The highest spiritual vision unmasks the Divine in the dense obscurity of the labouring earth as well as in the tormented mortality of human life, and the Muse of the seer sings, in accents of fire, a most perfect Mantra to evoke His ascent from below and invoke His descent from above. The ‘Rose of God’ is the Magna Charta of divine humanity, and if Sri Aurobindo had written no other poem, this one alone would have made him immortal as the greatest poet and prophet and lover of man and earth.
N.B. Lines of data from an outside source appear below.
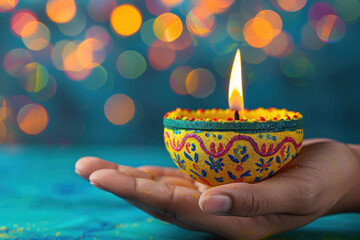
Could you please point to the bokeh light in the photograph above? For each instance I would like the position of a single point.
(200, 22)
(3, 132)
(147, 33)
(161, 55)
(178, 79)
(330, 28)
(348, 10)
(252, 38)
(131, 64)
(47, 92)
(319, 10)
(32, 119)
(289, 5)
(200, 83)
(4, 108)
(8, 5)
(126, 20)
(295, 65)
(167, 27)
(39, 39)
(19, 21)
(61, 11)
(15, 60)
(215, 6)
(35, 77)
(119, 109)
(100, 11)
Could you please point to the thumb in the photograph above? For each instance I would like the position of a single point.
(274, 195)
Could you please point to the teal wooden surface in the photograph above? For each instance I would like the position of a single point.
(42, 198)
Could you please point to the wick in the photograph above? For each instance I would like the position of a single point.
(237, 115)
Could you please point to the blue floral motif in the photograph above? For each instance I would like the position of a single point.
(215, 165)
(263, 166)
(179, 162)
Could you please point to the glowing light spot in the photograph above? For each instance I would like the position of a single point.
(47, 92)
(61, 11)
(8, 5)
(77, 57)
(253, 55)
(15, 61)
(280, 46)
(167, 27)
(295, 65)
(200, 83)
(100, 11)
(172, 3)
(119, 109)
(126, 20)
(161, 56)
(157, 7)
(200, 22)
(348, 10)
(4, 108)
(252, 38)
(75, 25)
(35, 77)
(20, 19)
(261, 21)
(184, 41)
(310, 39)
(32, 119)
(96, 79)
(178, 79)
(319, 10)
(131, 64)
(2, 132)
(147, 32)
(39, 39)
(215, 6)
(289, 5)
(330, 28)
We reproduce below the whole of this powerful mantra:

ROSE OF GOD

Rose of God, vermilion stain on the sapphires of heaven,
Rose of Bliss, fire-sweet, seven-tinged with the ecstasies seven!
Leap up in our heart of humanhood, O miracle, O flame,
Passion-flower of the Nameless, bud of the mystical Name.
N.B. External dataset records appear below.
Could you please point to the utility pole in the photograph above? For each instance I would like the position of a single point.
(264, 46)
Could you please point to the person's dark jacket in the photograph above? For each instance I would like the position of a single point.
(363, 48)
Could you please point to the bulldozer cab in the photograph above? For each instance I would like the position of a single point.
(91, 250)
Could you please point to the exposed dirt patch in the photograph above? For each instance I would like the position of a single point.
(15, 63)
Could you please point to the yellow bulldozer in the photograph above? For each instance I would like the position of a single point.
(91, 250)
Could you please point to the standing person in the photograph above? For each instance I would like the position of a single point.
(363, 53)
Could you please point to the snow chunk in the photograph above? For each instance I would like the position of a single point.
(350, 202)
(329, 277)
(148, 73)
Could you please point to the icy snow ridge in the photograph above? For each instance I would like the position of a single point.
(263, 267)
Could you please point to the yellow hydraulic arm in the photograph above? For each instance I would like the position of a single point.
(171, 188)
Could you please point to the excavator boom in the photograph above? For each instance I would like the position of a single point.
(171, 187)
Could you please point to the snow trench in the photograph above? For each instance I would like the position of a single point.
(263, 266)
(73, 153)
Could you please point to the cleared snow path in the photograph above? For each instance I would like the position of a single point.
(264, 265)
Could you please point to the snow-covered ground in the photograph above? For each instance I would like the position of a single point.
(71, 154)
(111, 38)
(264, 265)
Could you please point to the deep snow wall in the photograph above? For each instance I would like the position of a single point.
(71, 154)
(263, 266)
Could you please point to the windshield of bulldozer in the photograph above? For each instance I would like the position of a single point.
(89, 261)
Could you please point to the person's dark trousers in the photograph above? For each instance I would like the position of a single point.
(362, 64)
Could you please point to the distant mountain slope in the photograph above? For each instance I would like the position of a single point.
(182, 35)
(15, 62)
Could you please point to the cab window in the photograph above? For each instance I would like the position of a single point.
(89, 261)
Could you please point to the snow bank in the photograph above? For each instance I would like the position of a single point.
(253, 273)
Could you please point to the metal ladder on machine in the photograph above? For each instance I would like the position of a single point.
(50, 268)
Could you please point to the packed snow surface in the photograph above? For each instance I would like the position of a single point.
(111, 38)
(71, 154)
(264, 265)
Rose of God, great wisdom-bloom on the summits of being,
Rose of Light, immaculate core of the ultimate seeing!
Live in the mind of our earthhood; O golden Mystery, flower,
Sun on the head of the Timeless, guest of the marvellous Hour.
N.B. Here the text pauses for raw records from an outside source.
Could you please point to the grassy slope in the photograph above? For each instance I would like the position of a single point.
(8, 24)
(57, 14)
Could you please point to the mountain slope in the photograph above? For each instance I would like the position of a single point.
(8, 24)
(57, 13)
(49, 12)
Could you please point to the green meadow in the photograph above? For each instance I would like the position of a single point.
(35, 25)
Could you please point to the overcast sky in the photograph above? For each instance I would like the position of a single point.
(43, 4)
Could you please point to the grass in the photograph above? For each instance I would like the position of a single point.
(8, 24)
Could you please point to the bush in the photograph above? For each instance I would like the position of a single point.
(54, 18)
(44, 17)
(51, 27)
Rose of God, damask force of Infinity, red icon of might,
Rose of Power with thy diamond halo piercing the night!
Ablaze in the will of the mortal, design the wonder of thy plan,
Image of Immortality, outbreak of the Godhead in man.

Rose of God, smitten purple with the incarnate divine Desire,
Rose of Life, crowded with petals, colour’s lyre!
Transform the body of the mortal like a sweet and magical rhyme;
Bridge our earthhood and heavenhood, make deathless the children of Time.

Rose of God like a blush of rapture on Eternity’s face,
Rose of Love, ruby depth of all being, fire-passion of Grace!
Arise from the heart of the yearning that sobs in Nature’s abyss:
Make earth the home of the Wonderful and life Beatitude’s kiss.”
(CWSA, Vol. 2, p. 564)

GLORIOUS DESTINY OF MAN AND EARTH IN SAVITRI

From the ‘Rose of God’ we can turn only to the crowning achievement of Sri Aurobindo’s Muse – the marvellous, monumental, mystical epic, Savitri, where we get surge after gleaming surge of Sri Aurobindo’s vision of the glorious destiny of man and earth.

There is nothing in the literature of the world to compare with this illuminating and inspiring expression of the all-embracing love that sees at once the present wretchedness of earth, her darkness and inertia and insensibility, and the inevitable culmination of her evolution in the perfect emergence out of herself of the triune Godhead, Sachchidananda. Man is seen at once in his present littleness, his ambitious ignorance and clinging discontent and in his eventual victory in the creative glory of the fife everlasting.

His days are tinged with the red hue of strife
And lust’s hot glare and passion’s crimson stain;
Battle and murder are his tribal game.
Time has he none to turn his eyes within
And look for his lost self and his dead soul.
(CWSA, Vol. 33-34, p. 165)

And yet in God’s own transfiguring hour, in the destined fullness of evolution,
Men shall be lit with the Eternal’s ray
And the glory of my sun-lift in their thoughts
And feel in their hearts the sweetness of my love
And in their acts my Power’s miraculous drive.

(ibid., p. 699)

*  *  *

A mightier race shall inhabit the mortal’s world.
On Nature’s luminous tops, on the Spirit’s ground.
The superman shall reign as king of life,
Make earth almost the mate and peer of heaven
And lead towards God and truth man’s ignorant heart
And lift towards godhead his mortality.

(p. 706)

*  *  *

A greater truth than earth’s shall roof-in earth
And shed its sunlight on the road of mind;
A power infallible shall lead the thought,
A seeing Puissance govern life and act,
In earthly hearts kindle the Immortal’s fire.
A soul shall wake in the Inconscient’s house;
The mind shall be God-vision’s tabernacle,
The body intuition’s instrument,
And life a channel for God’s visible power.
All earth shall be the Spirit’s manifest home,
Hidden no more by the body and the life,
Hidden no more by the mind’s ignorance;
An unerring Hand shall shape event and act.
The Spirit’s eyes shall look through Nature’s eyes,
The Spirit’s Force shall occupy Nature’s Force.
This world shall be God’s visible garden-house,
The earth shall be a field and camp of God.
Man shall forget consent to mortality
And his embodied frail impermanence.

(p. 707)

*  *  *

All things shall manifest the covert God,
All shall reveal the Spirit’s light and might
And move to its destiny of felicity.